Trwają prace nad reaktywacją upraw pszenicy sandomierki. Znano ją już w średniowieczu. Na rynkach w Amsterdamie była bardzo popularna ze względu na swoją wartość wypiekową.
Zaangażowany w projekt odtworzenia tego zboża dr Janusz Suszyna powiedział, iż z 5 gram nasion w pierwszym roku wzeszło około 20 roślin, a teraz, czyli po czterech latach, zebrano plon z 10 arów.
Najbliższy obsiew wykonany zostanie na powierzchni 1,5 ha, w związku z tym w przyszłym roku będzie już dość materiału na eksperymenty kulinarne, oparte na starych recepturach.
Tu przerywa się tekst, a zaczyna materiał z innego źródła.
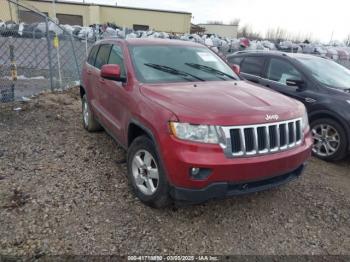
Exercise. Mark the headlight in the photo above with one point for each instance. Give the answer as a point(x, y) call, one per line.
point(305, 122)
point(197, 133)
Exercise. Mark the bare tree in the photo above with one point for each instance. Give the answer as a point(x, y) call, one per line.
point(280, 34)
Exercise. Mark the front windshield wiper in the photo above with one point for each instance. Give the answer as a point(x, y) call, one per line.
point(172, 71)
point(210, 70)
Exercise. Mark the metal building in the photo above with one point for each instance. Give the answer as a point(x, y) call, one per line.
point(77, 13)
point(222, 30)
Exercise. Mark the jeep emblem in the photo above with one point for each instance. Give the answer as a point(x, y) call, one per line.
point(271, 117)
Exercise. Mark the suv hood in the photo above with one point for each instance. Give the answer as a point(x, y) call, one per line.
point(222, 102)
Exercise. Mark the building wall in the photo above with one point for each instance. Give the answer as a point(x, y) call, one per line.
point(229, 31)
point(176, 22)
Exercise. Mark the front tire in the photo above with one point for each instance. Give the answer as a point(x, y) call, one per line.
point(89, 122)
point(146, 173)
point(330, 140)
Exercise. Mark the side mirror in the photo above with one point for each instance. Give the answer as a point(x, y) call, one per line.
point(295, 82)
point(236, 69)
point(111, 72)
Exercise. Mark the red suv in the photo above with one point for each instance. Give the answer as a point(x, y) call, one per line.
point(192, 129)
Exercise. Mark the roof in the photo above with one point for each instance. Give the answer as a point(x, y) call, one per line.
point(274, 52)
point(112, 6)
point(157, 41)
point(217, 24)
point(153, 41)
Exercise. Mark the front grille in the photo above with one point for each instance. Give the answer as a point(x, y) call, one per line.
point(265, 138)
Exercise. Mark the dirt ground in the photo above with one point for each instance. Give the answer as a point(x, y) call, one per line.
point(64, 191)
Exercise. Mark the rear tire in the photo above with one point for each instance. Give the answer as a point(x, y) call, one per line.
point(89, 122)
point(330, 140)
point(146, 173)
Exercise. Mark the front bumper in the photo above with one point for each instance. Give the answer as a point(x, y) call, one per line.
point(223, 189)
point(178, 157)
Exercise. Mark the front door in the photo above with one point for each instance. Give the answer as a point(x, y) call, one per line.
point(114, 95)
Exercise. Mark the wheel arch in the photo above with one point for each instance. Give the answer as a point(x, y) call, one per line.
point(326, 114)
point(136, 129)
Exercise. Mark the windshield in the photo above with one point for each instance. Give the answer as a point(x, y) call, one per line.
point(161, 63)
point(327, 72)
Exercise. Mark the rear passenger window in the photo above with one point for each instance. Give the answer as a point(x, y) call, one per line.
point(235, 60)
point(102, 56)
point(117, 58)
point(281, 71)
point(253, 65)
point(92, 55)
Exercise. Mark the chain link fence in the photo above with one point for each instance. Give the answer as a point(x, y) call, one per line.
point(36, 54)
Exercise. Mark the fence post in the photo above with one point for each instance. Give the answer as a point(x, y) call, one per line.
point(75, 56)
point(49, 53)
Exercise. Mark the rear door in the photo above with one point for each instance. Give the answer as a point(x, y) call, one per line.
point(88, 78)
point(114, 95)
point(278, 71)
point(252, 68)
point(101, 59)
Mąka z pszenicy sandomierki ma trafiać do lokalnych restauratorów i piekarń. Dzięki temu będą powstawały wypieki stanowiące kulinarny wyróżnik Sandomierza. Zdaniem Janusza Suszyny, z takiej mąki można byłoby wypiekać chleby sandomierskie, podpłomyki, robić naleśniki czy zupę z rozgotowanych ziaren, która kiedyś bywała na stołach. Ekspert zwraca uwagę, iż w tej chwili jest moda na naturalną żywność.
– Wiele osób szuka nasion różnych gatunków pierwotnych, które nie mają modyfikacji. Jest domniemanie co do prozdrowotnych adekwatności pszenicy sandomierki. Przy jej namnażaniu współpracujemy z Uniwersytetem Przyrodniczym w Lublinie, który robi nam badania ok. 300 składników, aby zobaczyć, czym się różni skład ziarna od współczesnych odmian – dodał dr Janusz Suszyna.
Ziarno do reaktywacji dawnej pszenicy pozyskała Fundacja Sandomierka z banku nasion w Czechach.